Logging destroys 45,000 bird nests each year in Ontario: environmentalists
November 19, 2007
News Wire Service

TORONTO – A lack of funding and government oversight are allowing the logging industry to destroy more than 45,000 migratory bird nests in Ontario’s boreal forest each year, a coalition of groups said Monday in calling for an independent review under the province’s Environmental Bill of Rights.

The coalition is using a report by the Commission for Environmental Co-operation – an international organization spawned by the North American Free Trade Agreement – as evidence that the province is failing to make sure logging companies use sustainable practices.

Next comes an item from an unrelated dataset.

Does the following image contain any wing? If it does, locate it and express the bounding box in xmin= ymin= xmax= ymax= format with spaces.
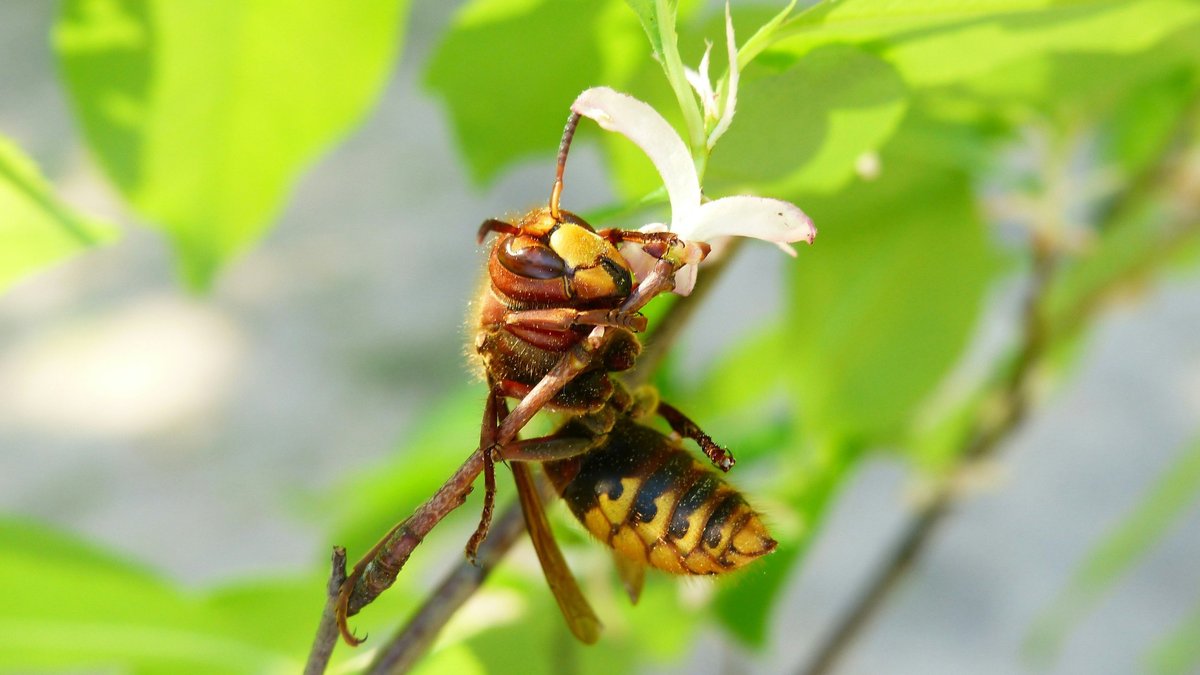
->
xmin=612 ymin=549 xmax=646 ymax=604
xmin=509 ymin=461 xmax=600 ymax=645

Several years ago, environmental groups asked the commission to study Ontario’s forest management policies in the hopes of boosting their claims that nests were being wiped out by clear-cutting.

The commission researched the actions of 53 forest management units in central and northern Ontario during the 2001 calendar year, and found there was potential for habitat declines of up to 35 per cent for some species if nests continued to be destroyed.

Little has changed since then, and now the groups are filing an application for review with Ontario’s environment commissioner in another attempt to protect the nests.

“Although Ontario would prefer to duck this issue, it simply cannot escape the fact that logging companies are destroying tens of thousands of bird nests every year,” said Liat Podolsky, a researcher with Ecojustice.

“Protecting wildlife in our public forests needs to be a priority, not an afterthought.”

The groups named in the application are ForestEthics, CPAWS Wildlands League, Earthroots, Nature Canada and Ontario Nature.

Trevor Hesselink of the CPAWS Wildlands League said nests are being destroyed because the Ministry of Natural Resources doesn’t have the resources to properly monitor the logging industry and catch any potential violations of the federal Migratory Birds Convention Act.

“Unfortunately, due to current policy and lack of capacity, the province is very much in the dark about the effects of logging on biodiversity,”Hesselink said.

The cumulative destruction of bird nests could have a widespread effect on the forest’s overall ecosystem, particularly if the trend continues unabated, he added.

“When you start seeing substantive declines in any particular species it’s generally indicative of a general ecosystem loss,” he said.

A spokesman for the Ministry of Natural Resources said it would be premature to comment on the application for review since it has not yet been filed.

Jennifer Baker of Ontario Nature said the government should be compelled to act quickly since an independent party has now verified some of the claims activists have been making for years.

“It’s a government responsibility to protect our forests and make sure our forests are managed sustainably and the report very clearly shows our forests are not being managed sustainably.”